The ads are not just to solicit money; there's a little thing called an election we have here in the US, and politicians need what are known as "votes."


I know, my comments are inflammatory


No, just silly.


And it's not a decision, it's but an opinion.


Who said it was anything but?


Bulbous, were you going to vote for Bush before the Ad? Are you going to vote for him afterwards?


No and no, but what relevance does that bear? SOME people were presumably swayed one way or the other.


because simply there is no moral thought or entity behind the ad..just stimulus and response


No, my reaction to the ad was not a biological reflex.
on Mar 09, 2004
That's twice now I've agreed with bulbous. What is this world coming to?

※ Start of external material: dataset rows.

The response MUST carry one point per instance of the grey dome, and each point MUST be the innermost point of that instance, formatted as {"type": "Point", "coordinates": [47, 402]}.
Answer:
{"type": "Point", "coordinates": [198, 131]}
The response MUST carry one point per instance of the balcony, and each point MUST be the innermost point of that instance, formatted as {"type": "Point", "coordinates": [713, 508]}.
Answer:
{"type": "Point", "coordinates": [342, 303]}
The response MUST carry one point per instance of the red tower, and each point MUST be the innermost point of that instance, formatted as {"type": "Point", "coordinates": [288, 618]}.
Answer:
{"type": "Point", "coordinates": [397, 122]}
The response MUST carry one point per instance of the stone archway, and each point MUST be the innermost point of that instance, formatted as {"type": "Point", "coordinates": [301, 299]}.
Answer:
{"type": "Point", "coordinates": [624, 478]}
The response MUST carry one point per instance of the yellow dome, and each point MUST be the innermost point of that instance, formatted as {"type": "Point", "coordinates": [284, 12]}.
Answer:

Lunaticus, I'll allow your point that ads are about manipulating people's consciences, but there's this thing called "taste." I think it's poor taste to exploit the personal deaths of thousands of people for political gain; on the other hand, during that time, Bush seemed to be a good leader--at least most Americans thought so (wasn't his approval around 80%?). Which is he banking on: the deaths of people or his leadership? and like a previous poster said, the pictures aren't exactly showing him with a bullhorn talking to people. That's where the paradox lies.
on Mar 09, 2004
Angloesque: Who says what you feel is good taste is what I find in good taste? Who died and made you God of our moral conscience? That's the problem when you said it's in bad taste and Bush thinking it demonstrates what he is looking for.

Bulbous: How is it any different than Buying votes? Or forging names at the ballots? All of these things go on but the best we can do is critize an ad? (Who really pays attention to ads, anyways? It's nothing but biased propaganda) Donations lead to better media coverage and more propaganda ads that lead to votes.

Your reaction to the ad was bilogical reflex, you just aren't able to comprehend how. ;o)

on Mar 09, 2004
I am not saying Bush planned 9/11 but he did know it was going to happen. He used it as an excuse to get involved with two totally different wars and get everyone waving flags. If it wasn't for 9/11, Kerry would win in a landslide, but Bush has everyone brainwashed so it's going to be close. Just as his father did.
on Mar 09, 2004
Bush does have a "rite" to use any ads his wants to.
on Mar 09, 2004


Angloesque: Who says what you feel is good taste is what I find in good taste? Who died and made you God of our moral conscience? That's the problem when you said it's in bad taste and Bush thinking it demonstrates what he is looking for.


1. No one, you crazy. I said "I think it's poor taste..." That's me thinking and phrasing it as my opinion.

2. Actually, the original Miss Manners gave me the right to dictate your moral conscience. *Plllllbth.*
on Mar 09, 2004
Drats, caught by a clause in a contract.